Syria: More food

Most of our time in Syria we stayed at cheaper backpacker hotels, although nice and clean ones. Most of these hotels served the breakfast on a metal tray (charming, I imagine that is what you get in prison) with freshly baked bread, hardboiled egg, olives, butter, jam and a fruit. And tea or coffee with that. One of the hotels, which was a little bit more lika a B&B, served breakfast in the family dining room, and without the metal trays. Instead we had fresh smoothies, a few different kinds of Syrian pastries, baguettes and lots of different toppings. And hardboiled eggs of course.

B&B style brekkie

When we stayed at Beit Zafran, the nice hotel, the breakfast was amazing. My stomach was not great so I only had a little, but Christopher ate and ate.  

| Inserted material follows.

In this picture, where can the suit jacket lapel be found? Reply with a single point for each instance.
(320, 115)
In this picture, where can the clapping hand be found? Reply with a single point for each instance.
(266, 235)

We sat on the rooftop terrace, that was covered, but the sun was still shining on us. It was only us and another two people having breakfast late, and the service was outstanding. Outstanding. The freshly squeezed orange juice was served in champagne flutes, and we had the choice of tea or coffee. We chose tea, and as soon as we had a sip or two the cup was refilled. They probably refilled our teacups six times in half an hour. The bread basket was filled with sliced baguettes and croissants straight from the oven. We had a croissant each and then new fresh ones appeared.

Apart from lots of different cheeses, vegetarian paté and jams, there was fruit slad, Syrian semolina, olives, dips and sauces, and probably a lot more. I forgot the camera in the room, and my sunglasses, but I hope the description will do. It was lovely!

The chef who we had cooked with a week before came to say hello and chat a little. A nice touch, and all of the staff seemed genuinely nice. 

When we didn’t order mezze in nice restaurants, we went crazy for the schwarma. So tasty! The crispy outside is the best bit. The best schwarma place we found in the otherwise quite boring town of Hama. We just stumbled upon it, saw how popular it was and were not disappointed! Second best was a place behind the Umayyad mosque in Damascus. They recognised us in the end and let us pay after we’ve eaten instead of before, because it was quite likely that Christopher would have a second one.

Some days we planned poorly and couldn’t find lunch when we were somewhere remote, so we always tried to have some snacks in our bags.

We also tried Western food. When my stomach was really bad I thought food I was more used to would upset my stomach less. We found a nice Italian restaurant that was recommended on a blog, so we had pizza. It was really nice, but a bit too cheesy.

This is the last blog post about Syrian food. For now. I’ll come back when I have started cooking Middle Eastern food myself.